Волшебник с кряхтеньем встал на ноги и оглядел развороченную землю. Чертеж-ловушка был уничтожен, череп расколот, чаша расплавлена, свеча давно прогорела, только ритуальный нож, воткнутый в землю, остался невредим. Ближайшие деревья опалило жаром огня, часть ветвей сгорела, чудом не начался настоящий пожар. Сделав несколько шагов, Тобиус споткнулся и упал, сил подняться вновь уже не было. Там он и заснул, валяясь на сырой земле.
Очнувшись на следующий день ближе к обеду, волшебник смог частично привести себя в порядок. Как ни странно, но за время, проведенное в беспамятстве, на него не покусилось ни одно существо из тех, что обитали в лесу. Раны, нанесенные когтями худукку, успели загноиться, они горели, и в них пульсировало сердцебиение, края нездорово блестели, хоть кровь и не шла, а плоть вокруг воспалилась. Используя целительские техники, Тобиус смог усмирить бушующую в теле инфекцию, удалил мертвые ткани Солнечным Касанием и стянул края. Отдохнув еще немного, волшебник вдруг ощутил ужасный голод, который, словно мурз из засады, набросился и начал терзать пустой желудок. Он сбе́гал в сторонку и достал из тайника сумку с продовольствием, жадно и быстро поел.
Следующим по назойливости чувством было ощущение холода. С помощью чар Нити-и-Иглы он восстановил свою полумантию, а потом постарался удалить с нее следы крови. Запас гурханы восстановился за время сна, и, оглядевшись, Тобиус решил, что ему здесь больше нечего делать. Крылья Орла подняли его в небо.

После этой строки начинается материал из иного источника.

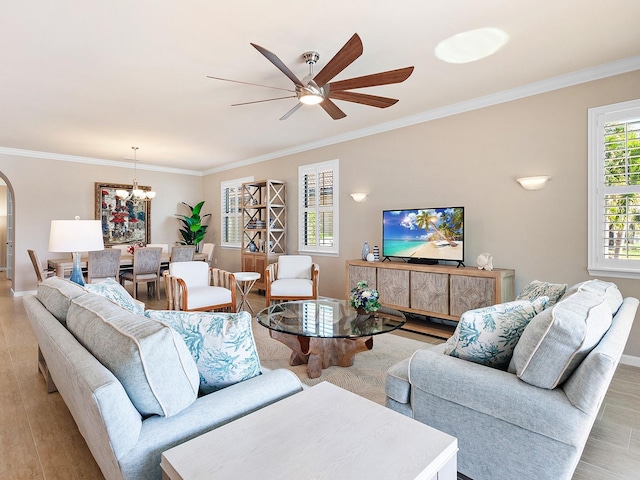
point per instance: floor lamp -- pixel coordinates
(76, 236)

Серый волшебник приземлился перед замковыми вратами, у которых стояли с алебардами совершенно незнакомые часовые. Третий солдат что-то громко им говорил, перемежая обычные слова ругательствами.
– Наставляете рекрутов, рядовой Эрвин?
– Капрал, – довольно поправил тот, оборачиваясь. – С возвращеньицем, чар Тобиус! Вот вколачиваю ум в непривычные к этому делу головы!
– Добро, добро.
Он пересек внутренний двор и вошел в донжон, у входа в который тоже стояла стража. Тобиус замечал, что стражников заметно прибавилось, теперь они обходили стены, патрулировали деревню и ближайшие окрестности, да и в замке на каждом шагу торчали как блестящие сталью истуканы. Доспехи и оружие для новобранцев они с Мартелом и наемными кузнецами ковали день и ночь.